È il terzo attacco all’esterno in una grande stazione ferroviaria della Cina, in poco più di due mesi. Intorno alle 11 del 6 marzo mattina, almeno quattro uomini armati di lunghi coltelli hanno ferito sei passanti. Questa volta la stazione è quella di Canton, megalopoli da 13 milioni di abitanti della Cina meridionale. Secondo alcuni testimoni oculari, gli assalitori vestivano con un copricapo e una maglietta bianca. Uno di loro sarebbe stato ferito e arrestato, i complici sarebbero scappati.

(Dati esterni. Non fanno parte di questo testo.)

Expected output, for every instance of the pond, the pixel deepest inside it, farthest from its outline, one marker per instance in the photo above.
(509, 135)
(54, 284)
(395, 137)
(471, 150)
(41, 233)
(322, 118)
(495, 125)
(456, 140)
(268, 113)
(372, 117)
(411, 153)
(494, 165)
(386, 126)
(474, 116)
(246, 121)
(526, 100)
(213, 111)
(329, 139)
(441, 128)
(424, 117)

L’incidente avviene a meno di una settimana da quello che forse è il primo attentato suicida che la Cina ricordi. Il 30 aprile due uomini si sono fatti esplodere nella stazione di Urumqi, capitale della regione autonoma dello Xinjiang. Ci sono stati 3 morti e 79 feriti. Era l’ultimo giorno della visita in loco del presidente Xi Jinping e, di fatto, è stata la dimostrazione lampante che la crescita a due cifre che la regione ha registrato negli ultimi anni non è servita a mitigare le tensioni etniche.
Seppure ancora non sono chiari i moventi e non si conoscono eventuali rivendicazioni, le modalità dell’attacco hanno ricordato il cosiddetto “11 settembre cinese”. Lo scorso primo marzo, una decina di attentatori armati di lunghi coltelli ha ucciso a sangue freddo 29 persone e ne ha ferito 143. Il tutto è avvenuto nella stazione di Kunming, altra metropoli della Cina meridionale. Anche quell’attacco non fu rivendicato, ma la polizia e i media di stato affermarono quasi immediatamente che era stato “pianificato e organizzato dalle forze separatiste dello Xinjiang”. Nel giro di due giorni le forze dell’ordine cinesi avrebbero arrestato tutti gli attentatori e dato un nome e un cognome al capo dell’operazione: Abdurehim Kurban.
Poi non se ne è saputo più nulla, ma l’attentato è stato così ricondotto alla minoranza turcofona e di religione islamica degli uiguri, la popolazione indoeuropea che abita la regione nordoccidentale dello Xinjiang. Loro lamentano che le tradizioni locali vengono osteggiate e soppresse dalla popolazione han, l’etnia dominante in Cina, che di fatto occupa anche i punti chiavi dell’amministrazione della regione. Pechino a sua volta denuncia che gli uiguri starebbero mettendo su un movimento indipendentista che – dopo gli attacchi del 2001 alle Torri gemelle – è stato messo in correlazione con al Qaeda. Da allora i cinesi sono convinti che gruppi organizzati di milizie uigure siano indottrinati e addestrati nel vicino Afghanistan per partecipare alla jihad mondiale.
Intanto gli uiguri, che fino agli anni Ottanta costituivano oltre l’80 per cento della popolazione dello Xinjiang, sono scesi a meno del 45 per cento. La chiamano “sommersione etnica” ed è la politica messa in atto da Pechino per favorire l’”integrazione” di aree a forte velleità indipendentista. Lo Xinjiang – regione ricca di risorse naturali come gas, petrolio e carbone – è destinato a soddisfare la sete di energia dello sviluppo cinese. Ma nel frattempo è dilaniato da quella che potremmo definire una guerra civile a bassa intensità. Solo nel 2013 – e solo per gli incidenti noti – si sono superati i cento morti. Gli scontri sono spesso scaturiti da stupide provocazioni o da abusi di funzionari locali. Le informazioni sono rare e incomplete e, forse proprio per questo, la tensione sociale sale assieme all’indignazione popolare.
Lo scorso 29 ottobre una famiglia uigura si è fatta esplodere con una macchina a piazza Tian’anmen, proprio sotto il ritratto di Mao. L’incidente ha bucato gli schermi dell’informazione mondiale ma il movente rimane ignoto. Sembrerebbe che la famiglia avesse investito tutti i suoi risparmi nella costruzione di una moschea per il suo villaggio natale, poi distrutta dalle forze dell’ordine cinesi. Xi Jinping aveva chiesto ai funzionari locali di fare in modo che “i terroristi diventino come i ratti che scappano per le le strade mentre tutti urlano: ammazzateli!”. È chiaro che ormai la strategia è quella di portare il conflitto fuori dallo Xinjiang. E sembrerebbe che “i ratti” sono più imprevedibili di quanto si pensasse.